Since speaking at Georgetown in front of the covered up name of Jesus, President Obama has also spoken in front of the prominently displayed monograms and symbols of other educational institutions, including the “NES” monogram for the New Economics School in Moscow, Russia.
In April, the day after President Obama’s speech at Georgetown, the university’s spokeswomen told CNSNews.com in an e-mail that Georgetown had covered up all signs and symbols on the stage, including the “IHS," at the request of the White House.
“Georgetown honored the White House staff’s request to cover all of the Georgetown University signage and symbols behind the Gaston Hall stage,” said Julie Green Bataille, associate vice president for communications at Georgetown.
“The White House wanted a simple backdrop of flags and pipe and drape for the speech, consistent with what they’ve done for other policy speeches,” she said. “Frankly, the pipe and drape wasn’t high enough by itself to fully cover the IHS and cross above the GU seal and it seemed most respectful to have them covered so as not to be seen out of context.”
“The president appreciated the gracious hosts at Georgetown University where he delivered his speech on the state of the economy,” said White House spokesman Shin Inouye, in an e-mail sent to CNSNews.com.
“Decisions made about the backdrop for the speech were made to have a consistent background of American flags, which is standard for many presidential events,” said Inouye. “Any suggestions to the contrary are simply false.”
CNSNews.com published the White House’s statement along with a follow-up statement from Georgetown spokeswomen Bataille, who indicated that covering up the “IHS” monogram had been an unintended consequence of the White House’s request to have flags in the background as the president spoke.
“In order to provide a neutral backdrop with American flags, something had to be put in front of the flags so that you could see them,” said Bataille. “We were pleased to host President Obama and make this a successful event for everyone, and I’m glad that’s what was able to happen.”
Georgetown University has a set of written policies for the staging of events at Gaston Hall.
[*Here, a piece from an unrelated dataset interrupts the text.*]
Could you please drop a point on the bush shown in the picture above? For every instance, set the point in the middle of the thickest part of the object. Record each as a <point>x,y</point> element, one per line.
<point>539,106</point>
The policies state that the event must be “appropriate to the ambiance of the facility” and “not in conflict with Georgetown University standards as a Roman Catholic institution.”
“Banners identifying the requestor/organization should be hung from the hooks provided at the back of the stage,” say the guidelines. “No banners, flags, or advertising material may be hung from the wall or balcony by any means.
When Secretary of State Hillary Clinton spoke in Gaston Hall this Monday, the IHS symbol was unobstructed and in full view. Former First Lady Laura Bush also spoke at Gaston Hall without covering up the symbol.
The White House did not respond to questions from CNSNews.com asking why the White House asked that all signs and symbols behind the president had to be covered up at Georgetown, but not when the president spoke at other venues.
Georgetown also did not respond to a question from CNSNews.com about whether the “IHS” monogram on the stage at Gaston Hall had been covered up for any other event other than President Obama’s speech.